All details are negotiable, and better suggestions are welcome.
I need the speed and rate she would fall at, and how far away the car would have to be when she jumped, accounting for jump time and windshear, etc.
I have no mind for math, so any help would be appreciated. Any insomniac physics wizards out there tonight...?

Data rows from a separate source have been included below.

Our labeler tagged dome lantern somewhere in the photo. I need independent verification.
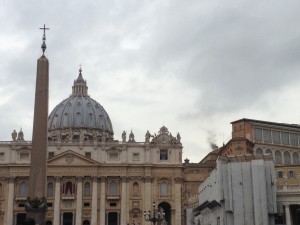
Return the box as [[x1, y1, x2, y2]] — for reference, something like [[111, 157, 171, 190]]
[[72, 66, 88, 96]]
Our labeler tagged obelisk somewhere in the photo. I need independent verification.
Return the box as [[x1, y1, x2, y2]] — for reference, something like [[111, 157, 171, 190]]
[[25, 24, 49, 225]]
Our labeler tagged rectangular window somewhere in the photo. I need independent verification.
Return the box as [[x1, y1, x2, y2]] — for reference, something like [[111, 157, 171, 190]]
[[272, 130, 281, 144], [290, 133, 298, 146], [0, 152, 4, 160], [160, 149, 168, 160], [288, 170, 294, 178], [277, 171, 283, 179], [85, 152, 91, 158], [282, 132, 290, 146], [48, 152, 54, 159], [109, 153, 119, 160], [84, 202, 90, 207], [263, 129, 271, 143], [110, 202, 117, 207], [47, 203, 53, 208], [254, 128, 262, 141], [132, 153, 140, 161]]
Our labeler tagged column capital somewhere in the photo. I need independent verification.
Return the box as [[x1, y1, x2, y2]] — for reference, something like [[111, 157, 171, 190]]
[[76, 176, 83, 182], [55, 176, 62, 182], [92, 176, 98, 182], [99, 176, 106, 182], [174, 177, 183, 184], [8, 176, 15, 183], [121, 176, 129, 182], [142, 176, 153, 183]]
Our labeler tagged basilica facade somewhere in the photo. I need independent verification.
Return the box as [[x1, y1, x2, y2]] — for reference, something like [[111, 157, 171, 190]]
[[0, 68, 183, 225]]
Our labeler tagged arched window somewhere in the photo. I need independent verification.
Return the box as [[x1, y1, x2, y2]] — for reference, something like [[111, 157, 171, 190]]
[[256, 148, 263, 156], [65, 181, 73, 195], [19, 182, 27, 196], [160, 181, 168, 196], [84, 182, 91, 196], [266, 149, 272, 155], [110, 181, 117, 195], [293, 152, 299, 165], [275, 150, 282, 164], [133, 182, 139, 195], [284, 151, 291, 165], [47, 182, 54, 197]]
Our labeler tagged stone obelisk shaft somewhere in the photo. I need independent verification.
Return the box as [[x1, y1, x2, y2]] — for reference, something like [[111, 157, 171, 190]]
[[27, 55, 49, 224]]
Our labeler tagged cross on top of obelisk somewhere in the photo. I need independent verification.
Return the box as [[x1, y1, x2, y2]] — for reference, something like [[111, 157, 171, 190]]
[[39, 24, 49, 55]]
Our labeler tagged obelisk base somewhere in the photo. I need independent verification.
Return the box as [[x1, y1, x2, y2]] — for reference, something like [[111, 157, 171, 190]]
[[25, 196, 48, 225], [26, 212, 46, 225]]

I suppose I should have added the stipulation, 'Only real answers, please.'
The weight of the woman is irrelevant--gravity accelerates all mass at 9.8 m/sec2. The time the object (person) takes to fall, and the time of the moving car must be equal. So, for the person, t=(2s/g)^1/2 , where s is the height of the leap, and g is gravity (9.8 m/sec2) For the car, t=d/r, where d is how far away the car is, and r is its speed (65 kph, which needs to be changed to m/sec by multiplying 1000m/k and dividing 3600 secs in an hour). so the equation is formed by setting the two times equal and substituting. you arrive at (2s/g)^1/2=d/r. Transpose this equation to get the distance the car must must travel--d=r(2s/g)^1/2. s=height of leap in meters (lets say 9 stories or 35 meters). r=speed of car which is 18 m/sec. g is 9.8 m/sec2. So d=(18)[(2)(35)/9.8]^1/2. The car should be 48 meters from the female's landing point under these conditions.